土は、それほど固くはない。ちょうどたっぷり水聖女が雨を降らせてくれたおかげだろうか。
「違う……いや、そう、1人で「掘った」わけじゃない」
変な言い方ね。
「見てるだけだと退屈じゃない?」
エドがちょっと声が小さくなった。
「見てるだけでごめん。手伝えればいいんだけど、手伝えない事情がある」
手伝えない事情?体が弱くて運動を制限されてるのかな?大丈夫なのかしら?
心配になってエドの顔を見る。
「体は大丈夫なの?結構日の光が差して熱くなると思うけれど平気?無理しないでね」
「手伝わないっていう人間の心配をするの?手伝わないなら邪魔だあっちへ行けとか、役立たずだとか言わないの?」
そういうことを言う家族でもいたのかな……?
「もし、私が給金を払っているなら、そりゃ仕事をしなけりゃ腹も立てもするし、協力し合わなければ難局を乗り越えないような場面なのに自分だけ何もしないのであればちょっと仲良くできないかなぁって思うけれど……。井戸を掘りたくて掘ってるのは私の勝手だもの。なんで手伝ってもらえるって逆に思うの?」
エドがぷっと笑った。
「いや、確かにそうだ。でも、世の中にはやってもらって当たり前だって思う人間も多いんだよね」
確かに、やってもらって当たり前だって思う人間もいるけれど……。
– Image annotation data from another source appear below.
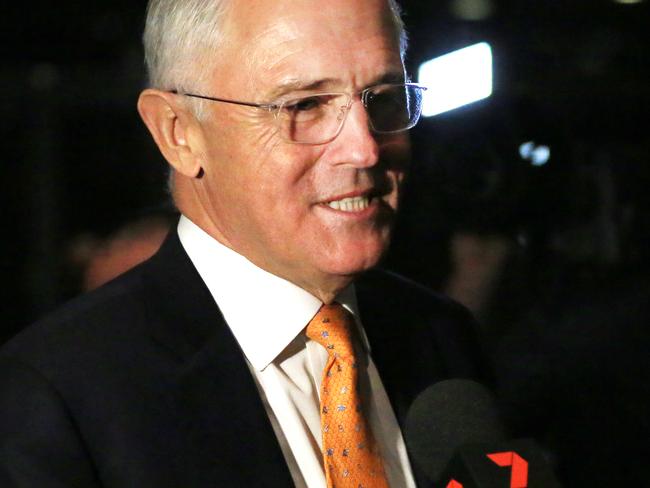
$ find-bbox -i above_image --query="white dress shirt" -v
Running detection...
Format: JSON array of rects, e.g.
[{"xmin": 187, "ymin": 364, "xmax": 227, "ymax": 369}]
[{"xmin": 178, "ymin": 216, "xmax": 415, "ymax": 488}]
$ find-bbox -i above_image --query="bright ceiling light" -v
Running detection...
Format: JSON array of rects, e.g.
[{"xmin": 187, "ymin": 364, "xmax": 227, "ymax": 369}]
[{"xmin": 418, "ymin": 42, "xmax": 492, "ymax": 117}]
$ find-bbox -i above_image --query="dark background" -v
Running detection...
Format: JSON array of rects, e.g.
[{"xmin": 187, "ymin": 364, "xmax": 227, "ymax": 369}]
[{"xmin": 0, "ymin": 0, "xmax": 650, "ymax": 486}]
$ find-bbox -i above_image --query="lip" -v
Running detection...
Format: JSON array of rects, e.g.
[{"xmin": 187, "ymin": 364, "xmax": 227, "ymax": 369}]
[{"xmin": 315, "ymin": 188, "xmax": 382, "ymax": 220}]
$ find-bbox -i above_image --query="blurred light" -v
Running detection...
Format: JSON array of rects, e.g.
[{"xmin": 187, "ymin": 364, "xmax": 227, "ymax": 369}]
[
  {"xmin": 519, "ymin": 141, "xmax": 551, "ymax": 166},
  {"xmin": 449, "ymin": 0, "xmax": 494, "ymax": 21},
  {"xmin": 418, "ymin": 42, "xmax": 492, "ymax": 117}
]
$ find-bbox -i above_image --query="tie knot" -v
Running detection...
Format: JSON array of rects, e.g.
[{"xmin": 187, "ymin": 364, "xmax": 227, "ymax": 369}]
[{"xmin": 307, "ymin": 302, "xmax": 354, "ymax": 359}]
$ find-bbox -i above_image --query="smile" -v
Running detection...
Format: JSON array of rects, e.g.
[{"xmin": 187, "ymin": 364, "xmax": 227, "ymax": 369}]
[{"xmin": 327, "ymin": 196, "xmax": 370, "ymax": 212}]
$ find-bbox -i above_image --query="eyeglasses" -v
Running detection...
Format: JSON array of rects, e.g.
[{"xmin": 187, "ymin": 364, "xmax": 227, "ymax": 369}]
[{"xmin": 173, "ymin": 83, "xmax": 426, "ymax": 144}]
ふと、私にくってかかった村人の男の顔が浮かぶ。
「やってあげたいって思う人もいるから世の中、成りたっちゃうんでしょうね」
家族なんだから面倒を見るのは当たり前だと言う人もいるけれど。妹や母のことは、私がやってあげたいって思って世話をしていたというのも確かだ。
離れたほうがいいと、何度か言われたけれど。
家族と離れられなかったのは私。
誰かに必要とされたかったのは私。
母や妹がいなかったら、私は何のために生きているのかって、母や妹には私がいなければダメなんだって、ただそれだけが心の支えだった。
今思えば、馬鹿な話。妹は私がいなくても好きな人を見つけて結婚を決めて家を出て行ったし。母だって妹の結婚の準備やなにか始めたらすっかり精神的にも落ち着いて、私も再婚しようかしらとまで言っていたくらいだ。
依存してたのは私の方だ。
「見返りもなくやってあげたいなんて思う人がいる?」
「必要とされてたらさ、それをしなくなったら、必要とされなくなるんじゃないかって思ったら……自分の価値はそれしかないと思っていたら……やるんじゃない?」
エドがああと頷いた。
「侯爵や聖女のようなもんか。加護を失い、力を使えなくなったら何の価値もない」
エドは決して私を馬鹿にする意図があって口にしたわけじゃないだろう。むしろ、ちょっと辛そうな表情を見せている。
「私、価値がないって今言われた?」
「え?そんなこと僕は一言も……って、あ、リコは力のない闇聖女……いや、そうじゃなくて」
慌ててエドが否定する。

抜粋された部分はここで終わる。